1. スパスチンとは ─ 微小管を「切って増やす」酵素
スパスチンは、細胞の骨組みである微小管を切る酵素です。微小管は、チューブリンという部品がたくさんつながってできた中空のパイプで、細胞の形をささえたり、荷物を運ぶレールになったり、細胞が分裂するときの引き綱になったりします。スパスチンは、この微小管の途中にとりつき、パイプを構成するチューブリンを物理的に引き抜くことで、長い微小管を短い断片へと切り分けます[1]。
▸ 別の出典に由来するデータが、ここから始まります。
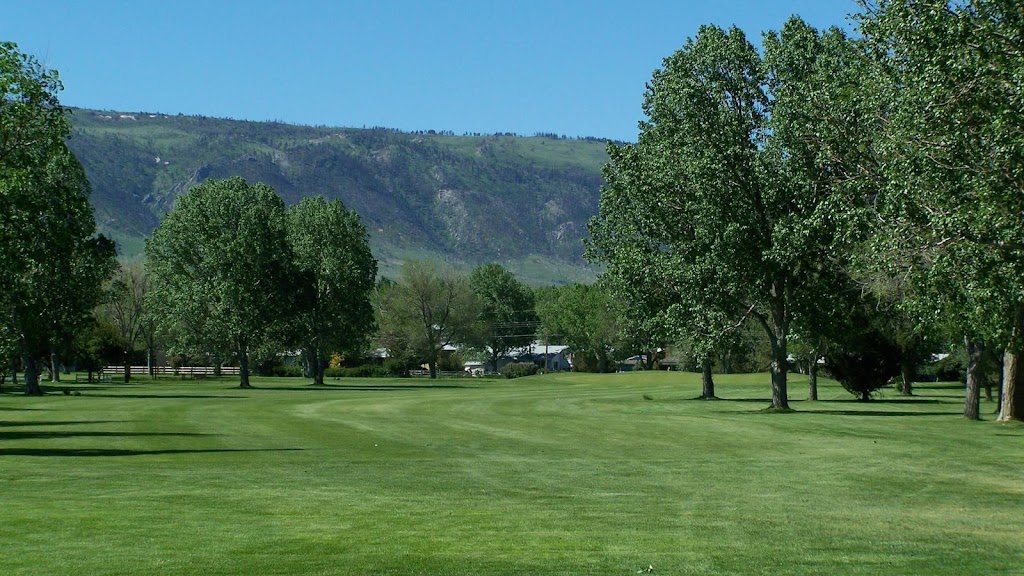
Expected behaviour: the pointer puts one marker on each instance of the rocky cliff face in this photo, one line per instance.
(468, 199)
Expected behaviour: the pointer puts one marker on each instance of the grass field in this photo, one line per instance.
(549, 475)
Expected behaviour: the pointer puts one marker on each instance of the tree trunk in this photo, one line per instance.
(320, 364)
(31, 375)
(906, 378)
(306, 360)
(777, 333)
(243, 367)
(709, 383)
(972, 398)
(1012, 396)
(812, 378)
(54, 366)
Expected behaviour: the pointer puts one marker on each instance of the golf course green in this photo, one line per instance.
(557, 474)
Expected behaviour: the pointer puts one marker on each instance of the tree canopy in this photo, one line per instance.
(221, 270)
(424, 312)
(508, 321)
(732, 200)
(336, 274)
(54, 263)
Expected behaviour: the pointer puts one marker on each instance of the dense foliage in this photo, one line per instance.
(335, 273)
(53, 263)
(221, 271)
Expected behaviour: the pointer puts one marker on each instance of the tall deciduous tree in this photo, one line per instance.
(424, 312)
(953, 151)
(336, 273)
(508, 321)
(125, 309)
(221, 268)
(582, 317)
(53, 262)
(743, 182)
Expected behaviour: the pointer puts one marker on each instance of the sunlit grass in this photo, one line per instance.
(551, 475)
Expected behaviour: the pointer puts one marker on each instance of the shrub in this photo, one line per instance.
(289, 371)
(517, 369)
(866, 369)
(363, 371)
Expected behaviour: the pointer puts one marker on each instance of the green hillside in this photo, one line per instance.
(521, 201)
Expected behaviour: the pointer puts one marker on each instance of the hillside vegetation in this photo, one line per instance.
(521, 201)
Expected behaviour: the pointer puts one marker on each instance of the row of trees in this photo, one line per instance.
(848, 194)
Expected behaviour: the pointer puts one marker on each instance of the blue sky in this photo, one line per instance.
(570, 67)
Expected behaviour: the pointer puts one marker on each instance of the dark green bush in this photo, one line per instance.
(363, 371)
(286, 371)
(518, 369)
(865, 369)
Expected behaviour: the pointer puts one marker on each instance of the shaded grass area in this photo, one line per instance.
(550, 475)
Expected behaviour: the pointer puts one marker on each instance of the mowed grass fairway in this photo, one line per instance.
(548, 475)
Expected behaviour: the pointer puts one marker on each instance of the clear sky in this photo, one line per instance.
(568, 67)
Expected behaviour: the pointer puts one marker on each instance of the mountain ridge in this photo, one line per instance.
(521, 201)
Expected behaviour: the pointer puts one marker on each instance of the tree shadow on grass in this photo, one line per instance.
(365, 387)
(89, 452)
(901, 400)
(877, 413)
(41, 435)
(717, 399)
(162, 396)
(61, 422)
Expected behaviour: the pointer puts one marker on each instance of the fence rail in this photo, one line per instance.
(183, 371)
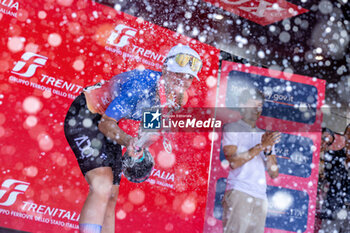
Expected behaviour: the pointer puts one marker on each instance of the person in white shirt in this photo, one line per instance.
(250, 152)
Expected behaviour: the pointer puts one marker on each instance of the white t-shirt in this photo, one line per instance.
(250, 177)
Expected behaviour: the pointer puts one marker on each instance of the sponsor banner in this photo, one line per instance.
(292, 195)
(48, 54)
(9, 7)
(182, 120)
(262, 12)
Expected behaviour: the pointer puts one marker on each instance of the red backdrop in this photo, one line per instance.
(49, 51)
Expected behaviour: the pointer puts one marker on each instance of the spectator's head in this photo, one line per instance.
(181, 66)
(327, 139)
(251, 103)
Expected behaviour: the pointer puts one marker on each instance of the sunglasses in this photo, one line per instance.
(183, 59)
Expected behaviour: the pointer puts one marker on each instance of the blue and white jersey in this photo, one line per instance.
(125, 95)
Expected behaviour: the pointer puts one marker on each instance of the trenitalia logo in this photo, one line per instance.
(120, 37)
(19, 188)
(37, 61)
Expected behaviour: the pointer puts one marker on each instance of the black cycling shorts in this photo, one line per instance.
(91, 148)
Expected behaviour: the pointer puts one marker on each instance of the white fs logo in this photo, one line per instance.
(39, 61)
(20, 188)
(120, 37)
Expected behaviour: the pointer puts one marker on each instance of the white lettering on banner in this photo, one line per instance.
(6, 212)
(163, 175)
(40, 87)
(148, 53)
(131, 57)
(39, 61)
(22, 215)
(121, 35)
(47, 210)
(41, 219)
(60, 83)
「切る」と聞くと、微小管をただ壊しているように思えます。ところが、細胞の中でスパスチンの働きを止めると、かえって微小管の本数は減ってしまいます。これは長いあいだ矛盾とされてきましたが、精製したスパスチンを使った研究で謎が解けました。スパスチンは、微小管を切る働きに加えて、切ってできた新しい切り口(端)からの再成長をうながす二機能の酵素だったのです[2]。切ることで新しい出発点をたくさんつくり、そこから微小管を伸ばすため、結果として微小管の数と量が増えます。スパスチンは「破壊者」ではなく、細胞骨格を編集して増幅する「編集者」だといえます。
💡 用語解説:微小管とチューブリン
微小管は、細胞の中に張りめぐらされた細いパイプ状の繊維で、細胞の形をささえる骨組み(細胞骨格)の一つです。この微小管は、チューブリンという小さなタンパク質がレンガのように積み重なってできています。スパスチンは、このレンガを途中から引き抜いてパイプを切る道具、とイメージすると分かりやすいです。
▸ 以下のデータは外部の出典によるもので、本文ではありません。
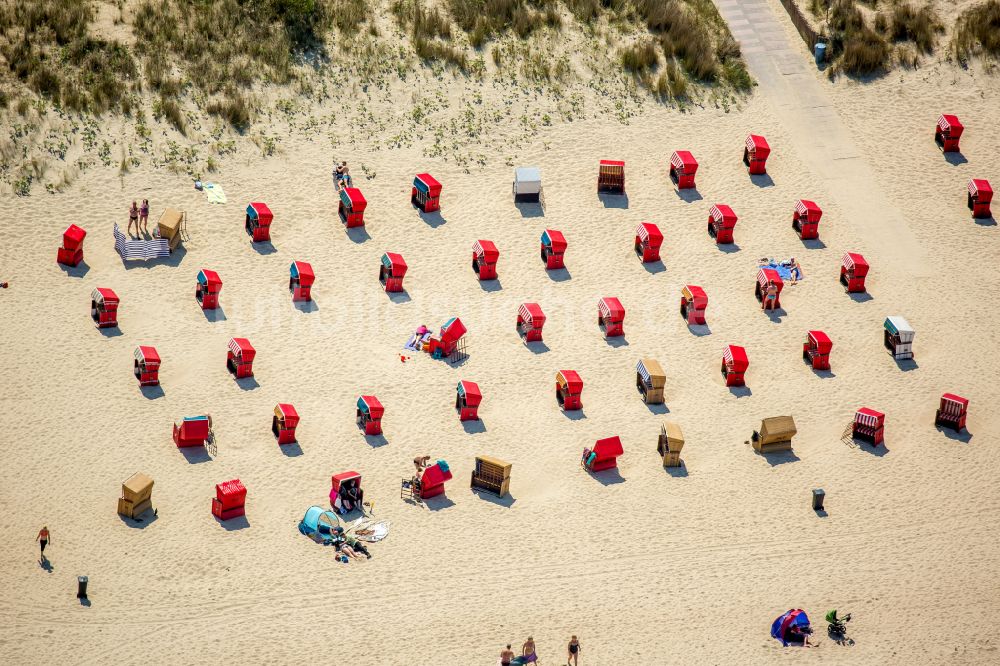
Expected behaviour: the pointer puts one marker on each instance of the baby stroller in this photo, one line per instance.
(837, 627)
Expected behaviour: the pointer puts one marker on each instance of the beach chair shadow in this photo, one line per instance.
(614, 200)
(741, 391)
(141, 523)
(530, 208)
(955, 159)
(151, 392)
(654, 267)
(490, 285)
(433, 220)
(195, 454)
(505, 501)
(292, 450)
(689, 195)
(233, 524)
(438, 503)
(559, 274)
(78, 271)
(358, 234)
(473, 427)
(247, 383)
(218, 314)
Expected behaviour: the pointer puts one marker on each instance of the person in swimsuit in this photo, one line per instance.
(133, 218)
(43, 539)
(574, 651)
(528, 655)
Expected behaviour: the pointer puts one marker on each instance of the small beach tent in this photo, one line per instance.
(611, 317)
(147, 366)
(426, 193)
(721, 222)
(492, 475)
(104, 307)
(734, 365)
(553, 249)
(670, 443)
(239, 358)
(569, 388)
(650, 380)
(447, 341)
(683, 168)
(816, 350)
(980, 196)
(898, 337)
(611, 177)
(300, 280)
(484, 259)
(136, 497)
(530, 320)
(755, 152)
(694, 301)
(369, 415)
(352, 207)
(207, 290)
(71, 252)
(192, 431)
(258, 223)
(604, 455)
(781, 628)
(853, 270)
(527, 184)
(775, 434)
(230, 500)
(391, 271)
(948, 132)
(318, 523)
(433, 478)
(648, 240)
(952, 411)
(343, 481)
(170, 224)
(467, 399)
(869, 426)
(284, 423)
(805, 219)
(764, 276)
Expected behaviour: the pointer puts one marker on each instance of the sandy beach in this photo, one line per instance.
(647, 565)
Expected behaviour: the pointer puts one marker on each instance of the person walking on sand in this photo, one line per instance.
(573, 651)
(133, 218)
(43, 539)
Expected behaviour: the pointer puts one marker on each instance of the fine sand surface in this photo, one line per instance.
(645, 565)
スパスチンは、多くの生き物に共通してそなわっている、いわば細胞の「必需品」です。とくに神経細胞(ニューロン)では、細く長くのびた軸索の中で微小管の状態を整えるのに欠かせません。後で詳しく述べるように、この酵素の設計図であるSPAST遺伝子に変化が起こると、足がつっぱって歩きにくくなる遺伝性の病気(SPG4)につながります[3]。
2. 分子のかたち ─ 4つの部品でできている
🔍 関連記事:AAA+ ATPaseファミリー/チューブリン
スパスチンは、いくつかの機能パーツ(ドメイン)が数珠つなぎになった構造をしています。それぞれのパーツが、スパスチンを細胞内の正しい場所に届け、切るべき微小管を正確に見つけて切るために役立っています。主なパーツは次の4つです。
💡 用語解説:AAA+ ATPaseとATP
ATPは、細胞の中でエネルギーを運ぶ「電池」のような分子です。AAA+ ATPaseとは、このATPを分解して得たエネルギーを、モノを動かす・引っぱる・こわすといった力仕事に変える分子機械のグループです。スパスチンはこの仲間で、同じく微小管を切るカタニンやフィジェティンとも親戚関係にあります。
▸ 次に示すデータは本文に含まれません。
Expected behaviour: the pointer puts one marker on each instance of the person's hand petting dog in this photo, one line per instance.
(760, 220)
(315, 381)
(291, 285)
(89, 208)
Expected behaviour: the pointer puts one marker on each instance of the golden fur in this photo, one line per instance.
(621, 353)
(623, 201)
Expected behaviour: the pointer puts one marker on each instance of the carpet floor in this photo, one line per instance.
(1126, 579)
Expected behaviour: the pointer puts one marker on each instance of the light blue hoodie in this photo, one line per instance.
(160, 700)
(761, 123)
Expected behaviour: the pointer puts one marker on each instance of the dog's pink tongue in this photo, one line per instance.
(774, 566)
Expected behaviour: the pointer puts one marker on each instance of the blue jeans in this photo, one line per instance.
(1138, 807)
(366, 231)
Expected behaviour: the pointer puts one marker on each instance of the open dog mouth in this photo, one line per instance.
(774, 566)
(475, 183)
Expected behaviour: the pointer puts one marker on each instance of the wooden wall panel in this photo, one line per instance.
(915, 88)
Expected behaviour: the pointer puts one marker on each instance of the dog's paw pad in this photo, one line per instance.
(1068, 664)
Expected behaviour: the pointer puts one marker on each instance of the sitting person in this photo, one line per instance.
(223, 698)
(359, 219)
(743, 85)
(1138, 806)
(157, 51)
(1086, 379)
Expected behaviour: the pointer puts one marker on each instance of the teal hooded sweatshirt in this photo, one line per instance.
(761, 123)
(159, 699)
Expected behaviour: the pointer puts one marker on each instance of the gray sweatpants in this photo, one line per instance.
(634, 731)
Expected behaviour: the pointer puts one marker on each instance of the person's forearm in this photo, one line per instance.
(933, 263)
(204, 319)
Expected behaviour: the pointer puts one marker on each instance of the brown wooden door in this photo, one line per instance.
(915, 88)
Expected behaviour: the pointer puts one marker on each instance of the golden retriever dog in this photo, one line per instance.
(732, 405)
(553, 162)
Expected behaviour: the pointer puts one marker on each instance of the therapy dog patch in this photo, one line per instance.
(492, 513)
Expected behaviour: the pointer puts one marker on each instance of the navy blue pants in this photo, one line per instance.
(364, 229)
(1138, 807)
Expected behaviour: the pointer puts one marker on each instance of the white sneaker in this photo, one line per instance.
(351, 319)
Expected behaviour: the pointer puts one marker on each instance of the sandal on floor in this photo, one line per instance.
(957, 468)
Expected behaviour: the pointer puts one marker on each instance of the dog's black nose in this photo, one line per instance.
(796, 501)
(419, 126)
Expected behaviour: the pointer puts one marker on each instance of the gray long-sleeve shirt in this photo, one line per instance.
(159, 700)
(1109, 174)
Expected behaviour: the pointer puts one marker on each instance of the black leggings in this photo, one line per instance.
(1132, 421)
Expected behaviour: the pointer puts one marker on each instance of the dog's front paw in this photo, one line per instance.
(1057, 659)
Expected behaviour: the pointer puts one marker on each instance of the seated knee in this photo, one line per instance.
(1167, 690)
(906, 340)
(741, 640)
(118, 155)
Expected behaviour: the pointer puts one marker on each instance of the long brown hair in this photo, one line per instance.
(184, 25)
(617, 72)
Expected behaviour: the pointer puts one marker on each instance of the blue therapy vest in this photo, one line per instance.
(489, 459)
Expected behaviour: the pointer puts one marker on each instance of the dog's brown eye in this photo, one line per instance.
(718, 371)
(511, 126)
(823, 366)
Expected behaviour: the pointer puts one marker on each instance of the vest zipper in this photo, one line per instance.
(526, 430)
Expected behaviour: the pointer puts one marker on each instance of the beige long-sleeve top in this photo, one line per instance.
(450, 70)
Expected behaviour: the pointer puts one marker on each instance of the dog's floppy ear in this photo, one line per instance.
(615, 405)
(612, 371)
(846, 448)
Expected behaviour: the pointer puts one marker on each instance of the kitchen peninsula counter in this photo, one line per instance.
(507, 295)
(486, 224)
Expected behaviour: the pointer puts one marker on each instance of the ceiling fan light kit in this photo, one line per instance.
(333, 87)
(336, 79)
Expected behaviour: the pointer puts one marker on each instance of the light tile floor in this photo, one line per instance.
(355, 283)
エンジンにあたるAAA+ドメインは、ふだんはバラバラですが、切るべき微小管を見つけると6個が集まってリング(輪)状に組み上がります。この6個そろったリングこそが、微小管を切るための力を生み出す本体です。次の章では、このリングがどうやって微小管を切るのかを見ていきます。
3. 微小管を切る仕組み ─ 手繰り寄せて引き抜く
近年、クライオ電子顕微鏡という、こおらせた分子を高い解像度で観察する技術が進歩し、スパスチンが微小管を切る一部始終が原子レベルで見えるようになりました[4]。その姿は、これまで思われていた「きれいな左右対称のリング」ではありませんでした。
実際のスパスチンのリングは、6個の部品が少しずつ高さをずらして並んだ「らせん階段」のような、ゆがんだ形をとります[4]。6個のうち5個がチューブリンのしっぽ(C末端テール)をリングの中心の穴でしっかり囲みこみ、残り1個は基質から離れて、階段の一番下から一番上へと移っていきます。この動きが、スパスチンの切断メカニズムの核心です。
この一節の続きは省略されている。